The NTAS Mission Statement reads: “The mission of the NTAS is to provide services and resources that will maximize the living standards and opportunities for Tongan people. We act as advocates for Tongan citizens to local, state, federal and international institutions and organizations.”

Among its offerings, NTAS offers adult English language classes, assists qualified individuals in obtaining medical benefits for children and provides domestic violence intervention, administered by licensed social workers.

“Utah has the highest Pacific Islander population, per capita, of any state in the country,” Nash said. “It’s only natural the National Tongan American Society would be headquartered here. But we serve Tongans in many different states and even some in other countries. We help with immigration papers; we’ve hosted COVID-19 vaccination clinics; and every summer we coordinate a big festival that draws about 3,500 people.”

The “Friendly Islands Tongan Festival” will mark its 25th year, this Aug. 12–14, at Salt Lake’s Jordan Park (1060 South 900 West).

Ivoni Nash also hosts a weekly, bilingual public affairs radio program on KRCL 90.9 FM. The show, “Tala Koula” airs from 10 p.m. to midnight on Sundays.

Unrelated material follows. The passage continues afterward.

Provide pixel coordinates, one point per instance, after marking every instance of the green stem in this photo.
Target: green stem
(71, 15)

"Tala means ‘to tell’ and koula means ‘gold,’" Nash said. "Golden messages are very important messages. That's what Tala Koula means. We are telling really important messages to the people in our community.”

If you listen to that program until it ends at midnight—and then quickly call a friend in Tonga to tell them about it—you’ll both be speaking on Monday. But if you wait four hours, you’ll once again be talking to tomorrow.